Pour apprécier Robert Wyatt, il faut prendre la musique comme l’art modeste par excellence. Ainsi ce titre, Comicopera, sonnant comme un oxymore : l’ambition d’un opéra, «d’un travail immense» et le dérisoire de la chose, car «le musicien est comique par essence». Wyatt a été adoubé par les pataphysiciens, ce sont des choses qui marquent. «Un titre, ça vous vient tard. Une fois le travail fini. Quelle étiquette donner à tout ce bruit ? Des mots de quelle couleur ? Comment ranger ces chansons écrites seul ou alors dans la joie d’une collaboration ?»

Ballade languide. Cet opéra blague a été divisé en trois parties. La première s’intitule Lost in Noise. Elle présente Wyatt sous son jour le plus sentimental : une ballade languide comme Just as You Are, en duo avec Monica Vasconcelos, sonne comme un Dylan enfin dépourvu de sarcasmes. Les voix tanguent : laissez aller, c’est une valse. On sait bien que pour un homme pareil, inquiet, doux (qui, dans l’encoignure de la porte, fait des petits signes de la main et a gardé les traits d’expression d’un enfant de 8 ans), chaque chanson finie doit être vécue comme une bonne nouvelle. Ou un signe d’espoir.

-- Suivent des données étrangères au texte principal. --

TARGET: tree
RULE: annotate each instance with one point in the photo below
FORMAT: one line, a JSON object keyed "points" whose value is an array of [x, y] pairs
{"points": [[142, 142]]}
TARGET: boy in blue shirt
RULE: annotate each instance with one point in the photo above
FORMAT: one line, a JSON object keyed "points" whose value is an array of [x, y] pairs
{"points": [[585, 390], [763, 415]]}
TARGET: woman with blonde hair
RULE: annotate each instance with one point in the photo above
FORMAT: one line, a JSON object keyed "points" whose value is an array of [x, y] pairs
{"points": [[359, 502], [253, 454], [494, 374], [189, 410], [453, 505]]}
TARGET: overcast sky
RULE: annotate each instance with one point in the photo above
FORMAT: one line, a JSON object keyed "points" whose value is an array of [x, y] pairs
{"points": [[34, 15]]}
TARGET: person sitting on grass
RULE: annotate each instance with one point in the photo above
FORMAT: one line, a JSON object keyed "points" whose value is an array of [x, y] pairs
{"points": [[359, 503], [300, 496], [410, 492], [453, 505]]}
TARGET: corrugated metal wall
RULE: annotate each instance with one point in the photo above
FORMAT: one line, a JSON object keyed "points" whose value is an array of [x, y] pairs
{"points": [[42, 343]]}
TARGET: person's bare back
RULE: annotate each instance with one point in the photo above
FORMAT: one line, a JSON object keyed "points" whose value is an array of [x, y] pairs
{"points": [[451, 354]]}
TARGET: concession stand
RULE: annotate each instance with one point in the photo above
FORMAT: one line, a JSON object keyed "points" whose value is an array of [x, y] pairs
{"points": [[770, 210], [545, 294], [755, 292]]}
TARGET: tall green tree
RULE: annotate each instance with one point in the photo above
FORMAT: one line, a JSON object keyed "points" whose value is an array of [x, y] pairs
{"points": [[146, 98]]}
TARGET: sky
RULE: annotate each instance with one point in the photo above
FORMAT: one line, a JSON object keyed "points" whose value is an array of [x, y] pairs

Les disques de Wyatt s’écoutent davantage seul, parce qu’ils ne s’adressent qu’à une personne à la fois et que le message qu’ils délivrent finit toujours par révéler une inquiétude. Les disques de Wyatt ont la pureté et l’obstination de l’innocence.

Ainsi va la seconde partie, The Here and the Now, qui ressemble de loin à un journal. Les morceaux, cassés, murmurés, métissés (On the Town Square sonne littéralement caribéen, «car là se situe le Londres [qu’il] aime»), tiennent le bulletin poétique d’un été de feu, celui de 2006 : «Alfie et moi ne quittions plus l’écran de télévision, regardant impuissants l’exode des réfugiés chiites du Liban, sur des routes exposées aux bombes, les gens sous les décombres à Caana. Yaron Stavi, mon contrebassiste originaire d’Israël, rentrait dans une colère noire contre son pays. Les morceaux naissaient tout seuls de nos conversations lorsque nous travaillions, le matin.» Deux titres, parmi eux, sont d’un paradoxe inouï, écrits chaque fois avec Brian Eno : A Beautiful Peace et A Beautiful War. «Dans le premier, je décris un monde inamical, sans repos : notre paix ! Dans le second, j’imagine la journée réussie d’un bombardier !» En six titres, Robert Wyatt transforme la guerre en une chose abstraite. Ce qui est beaucoup plus inquiétant qu’une simple dénonciation.

Utopies. Mais le sursaut définitif de cet album, c’est son acte III : Away With the Fairies, fugue chantée en tout sauf en anglais, composée de morceaux parfois disponibles depuis des ­années, «tous réenregistrés, pour tenir désormais dans une unité» : le funèbre, abyssal et sublime Del Mondo, écrit par les italiens de CSI, tombeau glacial murmuré dans un souffle. Et puis, enchaînée, sa reprise sur sept minutes du poème de Federico García Lorca, Cancion de Julieta. Et le coup de grâce : le terminal Hasta Siempre Commandante, trente ans après Song for Che, emportant cet album loin dans l’anachronisme, comme si ces trois actes refermaient une époque, un monde désormais achevé, celui des utopies.

Wyatt ralentit le souffle. Assis quand tous les autres musiciens s’agitent, il entend passer le jazz, les fanfares tropicales, la pop, le psychédélisme, tout remonte par souvenirs. Il n’a plus qu’à rechanter les bribes de ce qu’il a vécu ou vu. Sa voix ressort cela en faisant sonner les mélodies comme une langue étrangère : «Je ne sais pas d’où elle me vient, cette voix aérienne, parfois j’ai peur qu’elle ne s’éteigne, je perds une demi-octave par album.»
Quand il veut lui donner une prolongation, il souffle du bout des lèvres dans une trompette, ou passe ses mains sur une touche d’orgue, quoi que ce soit d’assez étrange et doux pour s’accorder à son timbre. Ou il fait rentrer des invités. Qu’importe, du ­moment que, l’espace de trois ou quatre minutes, il dialogue avec l’ange : cosmic opera.